Redazione Prima Pagina Trapani
Redazione Prima Pagina Trapani
26 Febbraio 2021 15:47
Servizio Assistenza Igienico Personale agli alunni disabili gravi, il sindaco scrive al Prefetto

L’ Amministrazione Comunale di Trapani ha interessato il Prefetto di Trapani in merito alla problematica relativa al servizio igienico personale in favore degli alunni disabili gravi frequentanti le scuole del territorio di Trapani, chiedendone l’immediata risoluzione affinchè non continui a venire mortificato il diritto dei disabili e delle loro famiglie.

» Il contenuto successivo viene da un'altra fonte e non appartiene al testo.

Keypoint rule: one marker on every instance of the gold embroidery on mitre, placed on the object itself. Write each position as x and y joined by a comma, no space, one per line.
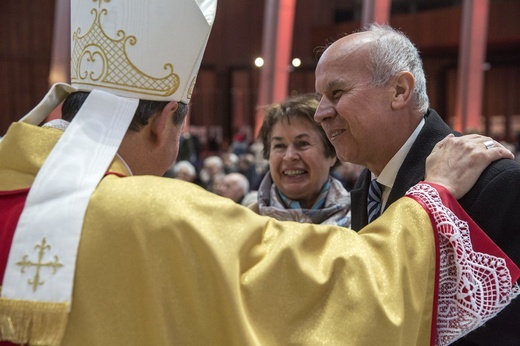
25,263
99,60
192,86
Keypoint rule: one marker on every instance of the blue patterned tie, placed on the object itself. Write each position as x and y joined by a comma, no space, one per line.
374,200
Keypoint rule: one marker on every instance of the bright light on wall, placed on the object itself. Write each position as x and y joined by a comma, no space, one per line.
296,62
259,62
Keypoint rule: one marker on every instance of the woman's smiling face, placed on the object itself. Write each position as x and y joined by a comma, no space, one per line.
297,159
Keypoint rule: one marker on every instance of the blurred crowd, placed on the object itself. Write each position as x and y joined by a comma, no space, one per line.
235,172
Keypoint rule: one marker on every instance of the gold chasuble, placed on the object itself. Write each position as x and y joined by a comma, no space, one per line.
163,262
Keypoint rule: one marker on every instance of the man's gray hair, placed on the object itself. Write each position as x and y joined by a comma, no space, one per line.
394,53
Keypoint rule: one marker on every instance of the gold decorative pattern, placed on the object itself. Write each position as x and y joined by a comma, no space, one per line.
108,62
25,263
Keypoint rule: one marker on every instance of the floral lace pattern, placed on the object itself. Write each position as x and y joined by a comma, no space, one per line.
473,286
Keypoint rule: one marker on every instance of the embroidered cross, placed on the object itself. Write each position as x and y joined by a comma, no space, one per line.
24,263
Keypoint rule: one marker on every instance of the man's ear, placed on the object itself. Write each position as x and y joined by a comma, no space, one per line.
162,122
403,91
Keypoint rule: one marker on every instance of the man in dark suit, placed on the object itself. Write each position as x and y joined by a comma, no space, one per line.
375,110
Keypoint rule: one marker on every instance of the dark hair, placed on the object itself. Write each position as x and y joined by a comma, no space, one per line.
301,106
145,110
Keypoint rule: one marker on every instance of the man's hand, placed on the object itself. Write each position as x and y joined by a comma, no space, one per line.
457,162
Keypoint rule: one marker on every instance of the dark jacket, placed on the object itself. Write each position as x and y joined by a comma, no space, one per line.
493,202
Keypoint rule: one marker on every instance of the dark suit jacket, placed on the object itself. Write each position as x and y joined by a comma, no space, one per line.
493,202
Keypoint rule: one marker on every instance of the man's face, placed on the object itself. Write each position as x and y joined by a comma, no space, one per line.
354,113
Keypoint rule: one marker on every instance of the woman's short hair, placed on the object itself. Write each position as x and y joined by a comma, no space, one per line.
301,106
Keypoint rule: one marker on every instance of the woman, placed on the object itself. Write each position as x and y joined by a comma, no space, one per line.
299,186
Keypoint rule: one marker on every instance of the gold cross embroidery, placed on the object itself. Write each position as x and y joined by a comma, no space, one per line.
24,263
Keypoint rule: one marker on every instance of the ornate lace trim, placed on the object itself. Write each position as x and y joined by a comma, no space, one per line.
473,286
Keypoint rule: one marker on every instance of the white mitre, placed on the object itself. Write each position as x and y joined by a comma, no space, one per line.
122,51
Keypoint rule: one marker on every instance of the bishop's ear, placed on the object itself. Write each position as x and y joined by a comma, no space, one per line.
403,90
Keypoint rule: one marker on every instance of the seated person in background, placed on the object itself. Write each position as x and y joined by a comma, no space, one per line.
234,186
299,185
212,171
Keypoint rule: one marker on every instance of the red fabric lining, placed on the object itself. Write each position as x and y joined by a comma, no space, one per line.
11,206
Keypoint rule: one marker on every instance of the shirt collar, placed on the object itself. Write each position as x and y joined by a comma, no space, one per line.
389,173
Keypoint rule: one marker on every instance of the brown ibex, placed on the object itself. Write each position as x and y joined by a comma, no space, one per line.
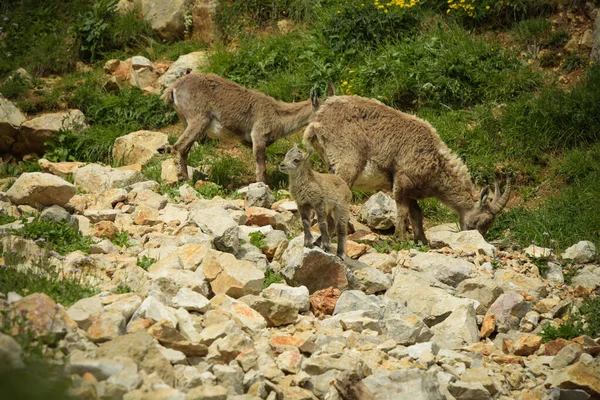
210,105
328,194
372,146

Per gli effetti del Parere n. 115 del Consiglio di Giustizia Amministrativa (CGA) della Regione Siciliana, espresso l’8 maggio scorso, steso su apposito quesito dell’Assessorato Regionale della Famiglia e delle Politiche Sociali e concernente la spettanza dell’assistenza igienica degli alunni con disabilità (che chiarisce l’esatta portata dell’articolo 22 della Legge Regionale Siciliana 15/04) i 103 bambini disabili finora assistiti dal Comune di Trapani in via sussidiaria e sostitutiva delle istituzioni scolastiche, non potranno ricevere più l’assistenza necessaria a garantire il loro diritto alla studio.

La competenza ad erogare il servizio di assistenza igienico-personale non è stata modificata dagli interventi normativi (art. 22 della L.R. 15 del 2001 che attribuiva tale compito al personale degli Enti Locali) e permane pertanto in capo allo Stato per il tramite dell’Amministrazione scolastica. Nonostante le rassicurazioni della Regione Sicilia ad oggi il Comune di Trapani si trova nell’impossibilità a erogare il servizio con le modalità anzidette in quanto continuerebbe a violare norme di contabilità pubblica seppur per causa nobile e di dovere comune al fine di garantire la tutela del diritto costituzionale allo studio degli alunni disabili scongiurando qualsiasi possibile condizione di disparità.